E-commerce segment revenues were up 0.7% while that at Retail segment increased 1.8% year over year.
Adjusted operating margin was 6.1% in the quarter, down 90 basis points (bps) from the year-ago quarter.
Key Positives
Williams-Sonoma is one of the largest e-commerce retailers in the U.S. The segment contributed about 52% to revenues in fiscal 2016 and the first quarter of fiscal 2017. Also the company’s investment in merchandising of its brands, efficient catalog circulations and digital marketing boost its e-commerce revenues.
Product innovation plays a huge role in the company’s success. There is consistent demand for new products, which should match the changing preference of consumers. Williams-Sonoma addresses this demand very well. The company has studios which provide infrastructure for development of products, techniques and collaboration with other artists.

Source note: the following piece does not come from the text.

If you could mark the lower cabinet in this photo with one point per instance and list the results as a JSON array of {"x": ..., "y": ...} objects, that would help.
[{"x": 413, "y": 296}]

Williams-Sonoma is focused on enhancing customer experience through improved and innovative marketing techniques. In the first quarter of fiscal 2017, the company increased its digital advertising spend, which led to strong growth across all brands. The company will continue to find innovative marketing strategies to identify and target custom audiences.
Concerns
Williams-Sonoma has been reporting soft comparable brand revenues for quite some time. The rate of increase of comparable brand revenues has decreased significantly. The PBteen brand has been hurt the most, reporting a 6.2% decline in comparable brand revenues in 2016 compared with a 2.7% fall in 2015. Comparable brand revenues of PBteen brand decreased 14.3% in the first quarter of fiscal 2017, as against a 1.9% increase in the year-ago quarter. In fact, the company expects comparable brand revenues growth in the modest 1–3% range for 2017.
Williams-Sonoma is dependent on consumer discretionary spending, which is affected by general macroeconomic conditions, consumer confidence, employment levels and other factors. Despite moderate improvement in economic growth, consumers are increasing their spending only modestly. The federal government’s actions related to economic stimulus, taxation, borrowing limits could affect consumer confidence and spending levels which, in turn, could hurt the economy.
Zacks Rank & Stocks to Consider
Williams-Sonoma carries a Zacks Rank #3 (Hold).
Better-ranked stocks in the Retail-Wholesale sector include Darden Restaurants, Inc. DRI, Red Robin Gourmet Burgers, Inc. RRGB and Yum China Holdings Inc. YUMC.
Red Robin Gourmet sports a Zacks Rank #1 (Strong Buy). Full-year 2017 earnings for the company are expected to increase 2.8%. You can see the complete list of today’s Zacks #1 Rank stocks here.
Yum China, a Zacks Rank #2 (Buy) stock, is likely to witness 10.7% earnings growth in 2017.
Darden, also a Zacks Rank #2 stock, is expected to witness 12.9% growth in fiscal 2017 earnings.